Off a smaller tributary to the Rio Negro is yet another ecosystem: a white-sand savanna. Oppressively hot and humid, the forest here shrinks down to shorter trees and shrubs that can withstand the sandy soil and poor drainage. These savannas are found throughout the Amazon basin and support a completely different array of species. But the diversity of these smaller worlds also contributes to the region’s vulnerability. 

“The [roughly] 20 percent deforestation is not uniformly distributed across the Amazon. It’s mostly in a few parts,” says Cohn-Haft. “Thirty years ago when I got to the Amazon, there were no bird species that anyone in good conscience would call endangered. Now some birds are critically endangered, on the brink of extinction.”

The loss of life in this teeming world is worrisome for more than just biological and climatic reasons. It also affects peoples’ pantries and medicine cabinets. Tens of thousands of different species of trees alone grow in the area, and just a handful – including cashews, pineapples, cacao – have been tapped for human use. Lovejoy points out that the venom from the bushmaster snake was the basis for a huge class of drugs for high blood pressure. 
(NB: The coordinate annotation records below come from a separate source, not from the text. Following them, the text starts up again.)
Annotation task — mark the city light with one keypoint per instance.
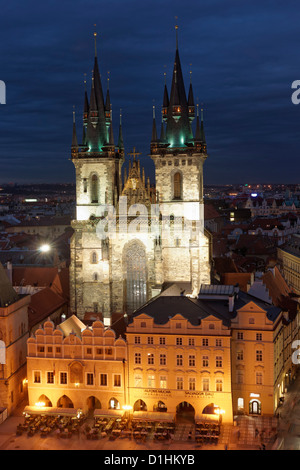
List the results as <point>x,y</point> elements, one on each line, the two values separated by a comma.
<point>45,248</point>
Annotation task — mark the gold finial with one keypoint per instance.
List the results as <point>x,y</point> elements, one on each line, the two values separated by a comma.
<point>95,36</point>
<point>176,29</point>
“You’ve got hundreds of millions of people living longer and more productive lives with no clue where this idea came from, and never putting a dollar value on it,” he says. “Every species is a set of solutions to a set of biological problems, and any one of those at any time can become transformative to the life sciences.”

Courtesy of Luciano Lima
This aerial shot of a baseball diamond patch of rainforest is one of the fragments ecologist Thomas Lovejoy is studying as part of his 40-year research project.

***

I leave the Amazon in awe of its intricacy and vastness and with a new appreciation for the degree to which the magnificent diversity of life here affects the whole planet. 

The threats to that delicate balance are numerous. Brazil has created an impressive network of protected areas for both conservation and indigenous peoples and has reduced its deforestation rate nearly 80 percent since its peak in 2004. But it is now facing significant political and economic instability. Brazil’s currency has lost value, making soybean plantations, which are hacked out of the forests, more economically compelling. Conservation is often a low priority for a government in turmoil.

When Lovejoy first traveled to Brazil in 1965, one highway existed. Now numerous roads penetrate the rainforest, each leading to significant development and more deforestation. Dams create problems both by stopping the flow of critical sediment and blocking migratory fish. 

But there are also reasons for hope. In many ways, it’s remarkable that such a vast ecosystem has remained largely intact. In 1965, Lovejoy notes, one national park in Venezuela and one indigenous park in Brazil were the only protected areas in the Amazon. Now, about half the basin is protected.

“It’s the biggest roadless wilderness in the world, with fewer roads than Siberia,” says Forsyth. “It’s still there, waiting for us to protect it.”

Lovejoy also sees potential for development that could help economies thrive while not harming the forest: sustainable cities that don’t draw on the forest for productivity, ecotourism, better designed dams, transportation that relies on rivers, not roads.

“There are hopeful possibilities,” says Lovejoy. The key, he says, is that it has to be managed as a whole, “so that all that great repository of biodiversity remains intact. Because it does operate as a system.”